LCCC Benchmark Report

Generated: 2026-03-19 20:47:02

Compilers

Name	Binary
LCCC	`/home/min/lccc/target/release/ccc` (linear-scan allocator active)
CCC	`/home/min/ccc-upstream/target/release/ccc` (upstream, three-phase allocator)
GCC	`/usr/bin/gcc` (`-O2`)

All times are best-of-N wall-clock seconds (lower is better).
Ratios are relative to GCC -O2.

Benchmark	Description	LCCC	CCC	GCC	LCCC/GCC	CCC/GCC	Size LCCC	Size GCC
Arith Loop	32-var arithmetic, 10M iters (register pressure)	0.103s	0.150s	0.068s	1.52×	2.21×	14 KB	15 KB
Fibonacci	fib(40) recursive (call overhead)	0.353s	0.353s	0.095s	3.72×	3.72×	14 KB	15 KB
MatMul 256²	256×256 double matrix multiply (FP + cache)	0.027s	0.028s	0.004s	6.00×	6.36×	14 KB	15 KB
Quicksort 1M	sort 1M integers (branching)	0.096s	0.094s	0.087s	1.10×	1.08×	14 KB	15 KB
Sieve 10M	primes to 10M (memory writes)	0.036s	0.044s	0.025s	1.45×	1.80×	14 KB	15 KB

LCCC uses the new linear-scan register allocator (Phase 2) + phi-copy coalescing (Phase 3b) + tail-call elimination (Phase 3a) + loop unrolling (Phase 4).
- Loop unrolling (src/passes/loop_unroll.rs): unrolls small inner loops (≤8 body-work blocks, ≤60 instructions) with an "early-exit" strategy that handles non-multiple trip counts without a cleanup loop.

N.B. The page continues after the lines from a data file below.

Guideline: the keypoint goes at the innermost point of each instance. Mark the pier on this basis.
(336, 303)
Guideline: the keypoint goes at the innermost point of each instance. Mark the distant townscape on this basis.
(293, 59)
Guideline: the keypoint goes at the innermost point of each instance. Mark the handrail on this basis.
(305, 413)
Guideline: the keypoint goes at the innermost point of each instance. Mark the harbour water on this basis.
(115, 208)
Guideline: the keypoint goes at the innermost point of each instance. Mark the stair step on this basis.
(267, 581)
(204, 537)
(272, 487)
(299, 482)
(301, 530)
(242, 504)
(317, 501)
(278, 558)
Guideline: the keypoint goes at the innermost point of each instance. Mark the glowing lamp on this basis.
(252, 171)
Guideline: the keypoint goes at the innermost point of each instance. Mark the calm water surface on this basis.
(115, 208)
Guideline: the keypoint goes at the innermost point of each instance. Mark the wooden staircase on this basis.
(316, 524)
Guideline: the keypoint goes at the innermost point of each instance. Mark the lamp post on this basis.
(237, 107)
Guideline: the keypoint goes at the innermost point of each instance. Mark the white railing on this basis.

Factors: 8×/4×/2×. Only applies to loops with a single latch, constant-step IV, and detectable exit condition. The sieve inner loop (j += i, variable step) is NOT unrolled; the sieve counting loop is unrolled 8×.
- Register allocator: two-pass linear scan (callee-saved + caller-saved).
- Phi-copy coalescing (src/passes/phi_copy_coalesce.rs): eliminates redundant copies at phi join points.
- Tail-call elimination (Phase 3a): converts tail-recursive calls to loops.
CCC uses the original three-phase greedy allocator (no loop opts).
GCC -O2 is the performance baseline.